Cynics will suggest that the pro-western unrest in Ukraine has been timed to coincide during the Olympics (Russia’s coming out party) when the Russians would be less likely to condone aggressive suppression methods.
The security situation worsened in Kiev as violent protests escalated, including demonstrators reportedly kidnapping policemen; the killing of up to 70 people and allegations that violent unrest has occurred in 16 cities. Both sides escalated the street confrontations.
Euronews reported all incidents of new unrest have been in cities west of the Dniepr. The east, it reported, remains calm.
The Ukrainian electoral map from the February 2010 presidential election helps put the protests in perspective. The oblasts west of the Dniepr River, except Carpathia, voted for Yulia Tymoshenko. The River divides Kiev in half. Most districts in Kiev voted for Tymoshenko. However, all the oblasts east of the Dniepr, including those in Crimea, voted overwhelmingly for Yanukovych.
When the votes were counted, Yanukovych won clearly, which means the pro-Russian Ukrainians turned out to vote in larger numbers than the pro-Western Ukrainians.
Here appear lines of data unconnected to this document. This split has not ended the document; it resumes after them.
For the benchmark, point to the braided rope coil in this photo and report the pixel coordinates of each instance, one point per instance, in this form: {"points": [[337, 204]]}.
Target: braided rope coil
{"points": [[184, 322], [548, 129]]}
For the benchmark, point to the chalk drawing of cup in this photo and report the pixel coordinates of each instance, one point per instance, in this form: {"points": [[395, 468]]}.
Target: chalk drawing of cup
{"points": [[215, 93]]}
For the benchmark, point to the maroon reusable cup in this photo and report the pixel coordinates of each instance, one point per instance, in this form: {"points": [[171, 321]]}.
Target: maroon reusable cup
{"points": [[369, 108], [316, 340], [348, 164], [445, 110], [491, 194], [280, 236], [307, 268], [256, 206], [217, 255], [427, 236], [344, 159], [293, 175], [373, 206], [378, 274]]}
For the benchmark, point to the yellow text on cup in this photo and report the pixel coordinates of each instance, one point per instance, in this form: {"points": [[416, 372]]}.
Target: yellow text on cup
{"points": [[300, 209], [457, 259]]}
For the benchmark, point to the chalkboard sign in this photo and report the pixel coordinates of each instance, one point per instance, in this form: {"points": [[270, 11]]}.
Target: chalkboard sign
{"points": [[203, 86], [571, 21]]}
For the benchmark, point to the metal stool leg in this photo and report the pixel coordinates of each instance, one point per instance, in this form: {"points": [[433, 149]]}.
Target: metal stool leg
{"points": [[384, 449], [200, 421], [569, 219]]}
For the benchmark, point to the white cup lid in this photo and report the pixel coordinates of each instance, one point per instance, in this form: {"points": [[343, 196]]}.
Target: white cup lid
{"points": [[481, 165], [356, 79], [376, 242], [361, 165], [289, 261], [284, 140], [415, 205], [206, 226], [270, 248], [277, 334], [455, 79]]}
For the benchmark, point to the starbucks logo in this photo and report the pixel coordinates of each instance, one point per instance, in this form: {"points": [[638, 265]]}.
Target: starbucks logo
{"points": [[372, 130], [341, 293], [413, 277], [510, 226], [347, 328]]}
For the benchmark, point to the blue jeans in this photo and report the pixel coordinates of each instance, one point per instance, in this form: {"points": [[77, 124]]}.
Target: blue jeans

The election was close, but the point is that it showed the profound polarization or bifurcation of Ukraine. That raises a question: where are the pro-Russian Ukrainians in the demonstrations? Central Kiev is on the east bank of the Dniepr River in Yanukovych territory, but his supporters have remained at home, almost certainly under orders.
Russia has many mechanisms for manipulating events in Ukraine, most of which it has not applied. For example, one pressure point is Ukraine’s reliance on imports of Russian oil products to keep its vehicles running, according to the US Energy Information Administration.
If you look at the map, above, Sochi, site of the 2014 Winter Olympics, is roughly where the Washington Post logo is on the bottom right of the graphic. I suspect that as the Olympics draw to a close, so will the protests as Russia calls a time out.